Luckily, at least one Congressman, Dana Rohrabacher of California, has stood up against this “Lunacy” and called for some of the money now planned for SLS to be spent on accelerating the CCDEV program. An ironic and yet elegant jiu jitsu move against the forces of pork to be sure.
One can only hope that others on the Hill can put aside their own attachment to near term aerospace campaign contributions and partisan politics (as he has) long enough to join this call to do the right thing.
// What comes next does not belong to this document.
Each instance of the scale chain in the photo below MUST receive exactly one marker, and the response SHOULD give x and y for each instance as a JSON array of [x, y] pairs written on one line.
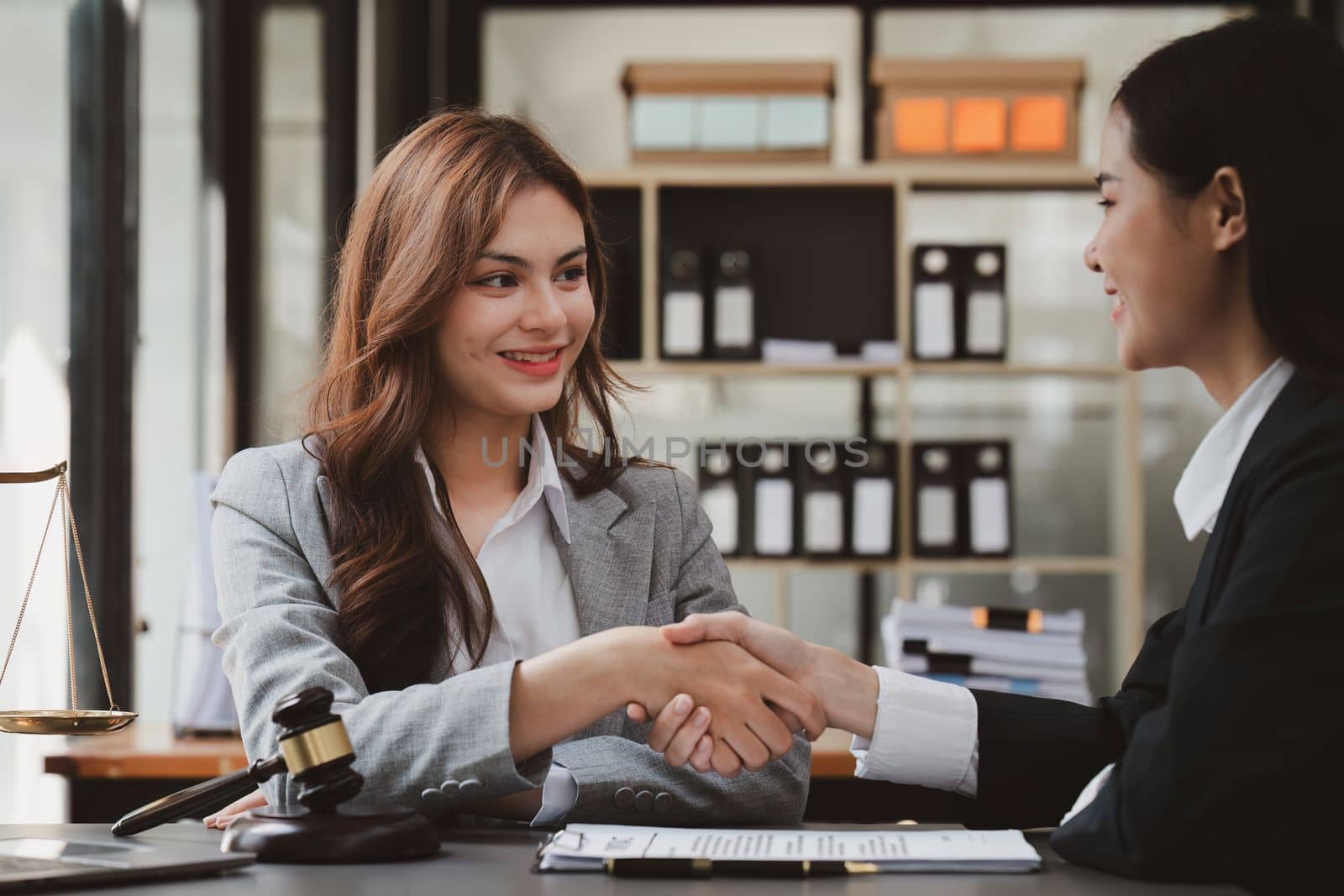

After all, when it comes to saving the day, and who builds what with our money, I would rather the heroes who fly to ISS be funded by money spent in America, on riding on rockets built using innovative American technology and that they leave behind a new growth producing industry rather than prop up a dying one.
This isn’t about the Russians, nor should it be. They are a great space-faring nation with their own agenda and plans. It is about us, and the failure of our leaders to plan ahead, and now their failure to step up and support an American solution to an American problem.
In an ironic twist on the old feared words “I am the government and I am here to help…” perhaps, if we can get NewSpace rocket builders some cash soon enough, what will be heard in a few months through the airlock of the International Space Station will be: “Hi, I’m with the private sector, and I’m here to help you…” in American English of course."
from moonandback.com
My Thoughts:
I like the optimism in this post, and this really isn't about snubbing the Russians. It is our own fault we are without a contingency, but the failure of the Russian system does provide American companies some leverage for CCDev.